Korban gempa bumi di Cianjur, Jawa Barat, berkekuatan 5,6 skala Richter sebulan yang lalu masih tak jelas nasibnya. Padahal, bumi yang terguncang, memorakporandakan seluruh benda di atasnya dan telah menghilangkan harta benda dan nyawa manusia masih saja tak memberikan jawaban pasti kapan datangnya nasib baik.
Korban gempa terkatung-katung dan masih bertahan di tenda-tenda pengungsian, akibat lemahnya tanggung jawab negara. Mereka masih belum bisa hidup normal, karena warga Desa Cibeureum, Kecamatan Cugenang, masih ada yang belum menerima dana stimulan perbaikan rumah karena proses pendataan yang tidak akurat dan harus diulang.
Selain itu, sebagai salah satu desa yang disebut dilalui patahan sesar aktif Cugenang, warga juga masih menanti kepastian apakah mereka akan terdampak relokasi atau tidak.
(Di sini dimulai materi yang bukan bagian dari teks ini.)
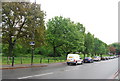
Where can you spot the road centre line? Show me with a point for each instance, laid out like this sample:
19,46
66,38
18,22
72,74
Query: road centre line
35,75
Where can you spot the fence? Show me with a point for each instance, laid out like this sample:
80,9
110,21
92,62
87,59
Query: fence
36,60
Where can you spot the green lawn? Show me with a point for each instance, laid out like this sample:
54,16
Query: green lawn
36,60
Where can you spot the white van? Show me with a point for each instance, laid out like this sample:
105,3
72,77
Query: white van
74,59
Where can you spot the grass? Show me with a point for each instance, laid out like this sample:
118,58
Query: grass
36,60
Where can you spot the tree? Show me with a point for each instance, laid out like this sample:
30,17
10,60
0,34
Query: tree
21,21
89,43
64,34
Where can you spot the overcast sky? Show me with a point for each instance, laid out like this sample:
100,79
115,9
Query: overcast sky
100,17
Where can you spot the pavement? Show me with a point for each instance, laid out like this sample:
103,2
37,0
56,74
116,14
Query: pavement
18,66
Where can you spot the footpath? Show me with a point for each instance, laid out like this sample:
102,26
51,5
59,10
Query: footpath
18,66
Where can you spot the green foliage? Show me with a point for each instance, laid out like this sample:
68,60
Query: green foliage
89,43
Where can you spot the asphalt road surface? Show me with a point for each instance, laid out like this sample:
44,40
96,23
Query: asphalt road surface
98,70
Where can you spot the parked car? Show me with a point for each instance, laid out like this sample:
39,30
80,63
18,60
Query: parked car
96,58
74,59
103,58
88,59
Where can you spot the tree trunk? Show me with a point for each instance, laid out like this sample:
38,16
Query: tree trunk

Sebelumnya, pemerintah menjanjikan dana bantuan sebesar Rp60 juta untuk rumah rusak berat, Rp30 juta untuk rumah rusak sedang, dan Rp15 juta untuk rumah rusak ringan.
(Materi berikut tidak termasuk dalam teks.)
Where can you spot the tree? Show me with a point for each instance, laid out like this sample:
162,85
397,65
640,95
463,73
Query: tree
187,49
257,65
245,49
Namun pada proses verifikasi sebelumnya, ditemukan data yang tidak sesuai dengan kondisi riil rumah yang rusak. Oleh sebab itu, masyarakat pun meminta dilakukan verifikasi ulang. "Kemarin karena kesalahan data waktu pendataan pertama banyak yang tidak sesuai, misalkan yang kondisinya rusak ringan jadi berat. Mungkin datanya yang salah atau apa, ada beberapa yang seperti itu," kata Yana salah satu warga Desa Cibeureum (BBC.com, 22/12/2022).
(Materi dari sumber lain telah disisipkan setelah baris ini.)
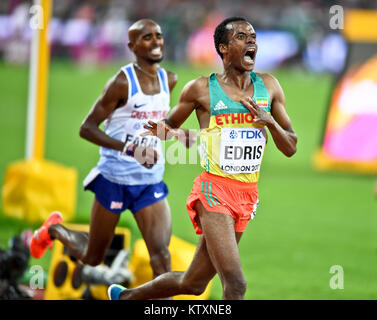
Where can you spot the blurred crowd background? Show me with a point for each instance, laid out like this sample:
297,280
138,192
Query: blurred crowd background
290,32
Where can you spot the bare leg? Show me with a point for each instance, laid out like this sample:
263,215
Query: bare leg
201,269
154,223
90,249
223,251
193,281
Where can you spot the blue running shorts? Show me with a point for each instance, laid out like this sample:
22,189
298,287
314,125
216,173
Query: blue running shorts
118,197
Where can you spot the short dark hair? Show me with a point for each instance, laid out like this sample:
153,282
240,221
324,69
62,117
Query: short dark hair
221,33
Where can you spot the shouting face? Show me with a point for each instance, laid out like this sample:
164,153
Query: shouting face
241,49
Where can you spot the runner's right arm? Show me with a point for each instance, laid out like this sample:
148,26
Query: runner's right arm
192,97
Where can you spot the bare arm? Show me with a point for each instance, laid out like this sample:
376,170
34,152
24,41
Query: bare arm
188,101
278,122
114,94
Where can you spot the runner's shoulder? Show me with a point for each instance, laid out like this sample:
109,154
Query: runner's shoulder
267,78
198,85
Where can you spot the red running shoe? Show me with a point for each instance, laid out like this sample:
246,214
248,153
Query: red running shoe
41,239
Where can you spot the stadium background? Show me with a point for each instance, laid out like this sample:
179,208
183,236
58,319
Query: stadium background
307,221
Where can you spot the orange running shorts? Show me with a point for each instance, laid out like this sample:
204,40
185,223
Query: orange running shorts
223,195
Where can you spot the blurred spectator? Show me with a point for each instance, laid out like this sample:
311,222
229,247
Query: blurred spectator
297,32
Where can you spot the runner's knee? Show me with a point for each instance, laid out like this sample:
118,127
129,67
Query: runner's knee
234,286
195,287
160,261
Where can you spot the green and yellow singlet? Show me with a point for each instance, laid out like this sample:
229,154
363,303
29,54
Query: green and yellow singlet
233,145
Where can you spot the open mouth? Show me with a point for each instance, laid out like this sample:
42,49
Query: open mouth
250,55
156,51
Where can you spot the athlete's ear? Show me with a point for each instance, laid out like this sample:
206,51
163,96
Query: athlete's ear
223,48
131,45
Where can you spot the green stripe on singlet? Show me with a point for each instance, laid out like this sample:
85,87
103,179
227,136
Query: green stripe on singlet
206,194
210,194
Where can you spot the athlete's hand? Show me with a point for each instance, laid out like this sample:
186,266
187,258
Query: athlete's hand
160,130
260,116
146,156
187,137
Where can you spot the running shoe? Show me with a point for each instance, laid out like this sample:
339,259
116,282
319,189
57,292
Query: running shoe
41,239
114,291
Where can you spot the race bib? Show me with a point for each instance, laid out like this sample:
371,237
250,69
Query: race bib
241,150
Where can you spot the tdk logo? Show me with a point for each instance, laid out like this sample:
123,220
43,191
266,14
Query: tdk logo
220,106
248,134
233,134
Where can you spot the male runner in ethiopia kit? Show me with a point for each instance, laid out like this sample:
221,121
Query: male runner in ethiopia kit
130,169
234,110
Kapitalisme Hanya Menghadirkan Penguasa bukan Periayah
Nampak ketidak optimalan periayahan korban gempa, apalagi persoalan utama adalah rumah tinggal. Salah satu kebutuhan pokok setiap manusia. Seharusnya negara bergerak cepat untuk menyelesaikannya, mengingat Cianjur adalah sesar gempa. Dan negaralah yang menjamin kebutuhan pokok rakyat itu terpenuhi, terutama jika terjadi bencana alam. Bukannya gagap atau melambat dengan berbagai alasan.